Forschungsschwerpunkt
Unsere Forschungsgruppe untersucht, wie entzündliche Prozesse reguliert werden und wie das Immunsystem auf Virusinfektionen reagiert. Mithilfe gut charakterisierter Mausinfektionsmodelle und Zellkultursysteme sowie molekularbiologischer Methoden aus der Immunologie, Virologie und Systembiologie wollen wir die virale Pathogenese und die antivirale Immunantwort besser verstehen. Unser übergeordnetes Ziel ist es, die Kontrolle von Krankheitserregern und die Entstehung von Gewebeschäden zu entschlüsseln, um neue therapeutische Ansätze für Infektions- und Entzündungserkrankungen zu identifizieren.
Systemische Wechselwirkungen zwischen Stoffwechsel und Entzündung
Entzündungsprozesse sind eng mit metabolischen Signalwegen verknüpft – etwa über sezernierte Metabolite und Zytokine.
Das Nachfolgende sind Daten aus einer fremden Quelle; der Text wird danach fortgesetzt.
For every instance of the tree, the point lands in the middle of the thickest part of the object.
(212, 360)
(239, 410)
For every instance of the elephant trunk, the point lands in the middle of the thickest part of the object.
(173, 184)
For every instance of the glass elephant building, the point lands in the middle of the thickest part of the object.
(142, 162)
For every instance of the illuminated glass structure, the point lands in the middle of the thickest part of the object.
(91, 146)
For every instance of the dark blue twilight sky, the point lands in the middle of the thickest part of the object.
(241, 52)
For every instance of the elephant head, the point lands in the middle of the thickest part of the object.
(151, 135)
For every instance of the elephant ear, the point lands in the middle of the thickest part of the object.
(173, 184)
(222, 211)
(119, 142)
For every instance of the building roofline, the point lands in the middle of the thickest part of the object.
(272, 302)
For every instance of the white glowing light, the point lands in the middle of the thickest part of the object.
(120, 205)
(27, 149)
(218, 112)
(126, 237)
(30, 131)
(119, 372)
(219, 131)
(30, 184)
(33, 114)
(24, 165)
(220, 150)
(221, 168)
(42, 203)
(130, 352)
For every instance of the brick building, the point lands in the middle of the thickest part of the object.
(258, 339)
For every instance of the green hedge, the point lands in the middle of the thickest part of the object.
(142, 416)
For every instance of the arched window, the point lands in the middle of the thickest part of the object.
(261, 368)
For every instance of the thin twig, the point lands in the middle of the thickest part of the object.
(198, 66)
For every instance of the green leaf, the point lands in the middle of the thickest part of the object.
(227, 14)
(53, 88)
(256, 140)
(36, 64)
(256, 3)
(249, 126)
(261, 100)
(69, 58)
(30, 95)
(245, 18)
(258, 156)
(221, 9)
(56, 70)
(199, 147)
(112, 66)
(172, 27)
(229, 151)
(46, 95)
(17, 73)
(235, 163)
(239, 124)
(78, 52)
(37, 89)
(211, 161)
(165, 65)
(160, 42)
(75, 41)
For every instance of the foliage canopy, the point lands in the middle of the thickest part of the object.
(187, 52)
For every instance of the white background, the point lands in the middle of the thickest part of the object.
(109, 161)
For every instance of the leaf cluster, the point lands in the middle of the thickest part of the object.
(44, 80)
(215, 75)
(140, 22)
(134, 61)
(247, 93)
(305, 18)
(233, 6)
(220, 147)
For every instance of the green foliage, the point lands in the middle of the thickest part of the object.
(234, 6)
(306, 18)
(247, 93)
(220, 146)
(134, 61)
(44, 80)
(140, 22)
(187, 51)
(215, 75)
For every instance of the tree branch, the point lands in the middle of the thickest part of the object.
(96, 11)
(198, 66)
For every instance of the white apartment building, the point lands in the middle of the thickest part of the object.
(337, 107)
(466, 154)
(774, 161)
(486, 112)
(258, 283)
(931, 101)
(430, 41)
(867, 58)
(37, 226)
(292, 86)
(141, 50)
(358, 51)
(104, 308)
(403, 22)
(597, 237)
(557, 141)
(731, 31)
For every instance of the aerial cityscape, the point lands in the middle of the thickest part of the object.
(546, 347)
Dennoch ist die systemische Interaktion zwischen Stoffwechsel und Entzündung auf Organismusebene bislang unzureichend verstanden. Unsere Forschung zielt darauf ab, diese Prozesse mithilfe von Modellen akuter und chronischer Virusinfektionen zu charakterisieren. Ein besonderer Fokus liegt auf der Leber, die als zentrales Stoffwechselorgan eine Schlüsselrolle bei der Verarbeitung und Weiterleitung von Signalen einnimmt. Durch die Kombination systemischer und hypothesengetriebener Ansätze wollen wir regulatorische Knotenpunkte zwischen Stoffwechsel und Entzündung identifizieren.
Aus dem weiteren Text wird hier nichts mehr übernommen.